Known for its stunning flowers and rapid growth rate, bougainvillea (Bougainvillea spp.) is widely available, inexpensive and easy to grow. Depending on the species, vining bougainvilleas can reach 30 feet or more in height. The versatile bougainvillea comes in a profusion of colors, and the many varieties differ in size, growth habit and tendency to bloom.
Diverse Bougainvillea Types
The garden favorite, great bougainvillea (Bougainvillea spectabilis), a vigorous, sprawling vine, can quickly reach 30 feet. Because it has no means of attachment -- except its thorns -- you must tie it to the trellis, fence or arbor. Recommended for U.S. Department of Agriculture plant hardiness zones 9 through 11, bougainvilleas can perform in colder zones if grown in containers and brought inside for the winter. Paper flower bougainvillea (Bougainvillea glabra) grows to no more than 20 feet, and if planted in a container, can be kept to considerably smaller. The tallest hybrids sometimes climb to 40 feet. If you prefer dwarf, shrubby varieties, the unusual "Torch Glow" cultivar features pinkish-red blooms and an erect form that reaches only 6 feet and needs no support. The bronze-red "Temple Fire" offers shrubby growth that stops at 4 feet tall.

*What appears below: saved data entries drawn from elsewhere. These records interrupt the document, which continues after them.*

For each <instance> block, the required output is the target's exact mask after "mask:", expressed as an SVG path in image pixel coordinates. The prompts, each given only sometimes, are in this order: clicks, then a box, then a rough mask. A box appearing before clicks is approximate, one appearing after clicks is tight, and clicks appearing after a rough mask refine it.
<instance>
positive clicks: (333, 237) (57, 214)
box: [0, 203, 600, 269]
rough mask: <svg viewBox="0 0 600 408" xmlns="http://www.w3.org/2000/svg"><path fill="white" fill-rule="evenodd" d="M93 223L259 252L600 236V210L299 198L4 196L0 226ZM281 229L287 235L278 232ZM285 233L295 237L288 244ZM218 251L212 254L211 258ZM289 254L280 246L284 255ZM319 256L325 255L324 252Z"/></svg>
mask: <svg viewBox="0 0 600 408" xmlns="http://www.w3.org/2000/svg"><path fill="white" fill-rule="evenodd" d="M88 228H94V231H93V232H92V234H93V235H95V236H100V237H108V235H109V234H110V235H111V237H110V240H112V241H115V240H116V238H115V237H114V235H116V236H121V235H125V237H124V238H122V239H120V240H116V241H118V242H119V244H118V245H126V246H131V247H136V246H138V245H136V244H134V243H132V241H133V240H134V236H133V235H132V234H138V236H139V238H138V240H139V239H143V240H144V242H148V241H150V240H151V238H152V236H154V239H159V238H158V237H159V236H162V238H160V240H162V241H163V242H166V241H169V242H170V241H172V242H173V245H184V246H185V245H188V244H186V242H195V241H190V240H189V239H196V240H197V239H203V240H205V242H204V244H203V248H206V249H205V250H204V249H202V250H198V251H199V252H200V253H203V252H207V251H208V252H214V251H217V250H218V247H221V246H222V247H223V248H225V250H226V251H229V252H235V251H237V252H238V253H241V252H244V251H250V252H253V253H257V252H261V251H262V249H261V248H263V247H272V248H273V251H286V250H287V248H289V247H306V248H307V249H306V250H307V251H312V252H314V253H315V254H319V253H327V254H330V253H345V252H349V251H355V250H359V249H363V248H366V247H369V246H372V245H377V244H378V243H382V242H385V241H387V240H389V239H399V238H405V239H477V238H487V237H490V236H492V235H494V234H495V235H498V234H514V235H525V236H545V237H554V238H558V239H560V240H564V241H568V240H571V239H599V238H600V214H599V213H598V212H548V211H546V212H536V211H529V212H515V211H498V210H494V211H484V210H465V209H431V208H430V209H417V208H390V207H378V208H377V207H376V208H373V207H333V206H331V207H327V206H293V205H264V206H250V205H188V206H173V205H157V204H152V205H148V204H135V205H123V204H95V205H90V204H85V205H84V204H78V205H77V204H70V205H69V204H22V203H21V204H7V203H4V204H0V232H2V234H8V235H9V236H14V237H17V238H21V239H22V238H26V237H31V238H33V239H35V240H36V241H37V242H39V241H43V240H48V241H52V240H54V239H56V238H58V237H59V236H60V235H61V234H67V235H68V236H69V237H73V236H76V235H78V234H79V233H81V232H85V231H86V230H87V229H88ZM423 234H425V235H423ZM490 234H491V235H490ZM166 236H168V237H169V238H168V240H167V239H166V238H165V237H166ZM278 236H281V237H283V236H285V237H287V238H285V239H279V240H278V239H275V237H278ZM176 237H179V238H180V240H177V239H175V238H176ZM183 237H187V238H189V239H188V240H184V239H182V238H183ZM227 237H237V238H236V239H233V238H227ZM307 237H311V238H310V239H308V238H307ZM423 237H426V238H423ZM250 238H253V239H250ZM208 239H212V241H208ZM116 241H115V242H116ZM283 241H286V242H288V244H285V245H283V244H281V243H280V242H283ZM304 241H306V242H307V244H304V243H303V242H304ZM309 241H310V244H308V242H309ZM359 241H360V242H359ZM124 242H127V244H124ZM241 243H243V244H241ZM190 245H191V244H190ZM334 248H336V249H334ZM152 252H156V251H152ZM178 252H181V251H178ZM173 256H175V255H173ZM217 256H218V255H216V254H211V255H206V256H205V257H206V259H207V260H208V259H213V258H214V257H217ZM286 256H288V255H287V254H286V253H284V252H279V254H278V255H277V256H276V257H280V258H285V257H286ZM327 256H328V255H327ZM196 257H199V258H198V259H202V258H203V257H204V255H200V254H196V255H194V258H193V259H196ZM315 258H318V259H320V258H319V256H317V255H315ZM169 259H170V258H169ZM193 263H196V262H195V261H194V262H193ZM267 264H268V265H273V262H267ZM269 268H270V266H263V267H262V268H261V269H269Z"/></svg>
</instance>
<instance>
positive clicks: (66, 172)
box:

Keeping in mind that bougainvilleas bloom on new growth, prune freely to maintain control whenever the plant starts to become too large or sends out a wild shoot. In this way, you can encourage branching without curbing blooming. The best time to trim a bougainvillea back is immediately after a bloom cycle or, in the case of potted specimens, just before moving to a protected area for the winter. Be careful about repotting a plant that appears to have outgrown its container. Restricting the root system has the advantages of deterring rampant growth and encouraging flowering. When you do transplant your bougainvillea, place it in a new container only slightly larger than the old one.
The colorful flowers for which bougainvillea gained its fame are actually modified leaves, called bracts. Within the bracts, the true flowers, small and white, remain inconspicuous. Bougainvilleas bloom most heavily from spring to early summer, with a second flowering in late summer to fall. To ensure that your bougainvilleas bloom reliably, plant them where they will receive six or more hours of direct sun daily. Brighter varieties -- the purples, reds and salmons -- require the most light. White- and yellow-flowered bougainvilleas need some shade in the hottest climates. Normally, keep your plants evenly moist. If they lack flowers, allow the leaves to wilt slightly before your next watering to stimulate blooming.
Growth patterns of different varieties determine where they fit in the landscape. Fast-growing great bougainvillea lends color to fences, arbors and walls. A natural decoration for any Mediterranean-style structure, it works particularly well framing an entrance or a window. The tiny, thornless hybrid, "Vera Deep Purple," makes a lovely flowering bonsai specimen. Bougainvilleas can also serve as ground or bank covers, like the 1 1/2-foot-tall "Oo-La-La." "Raspberry Ice" has a mounding growth habit that works well in a hanging basket.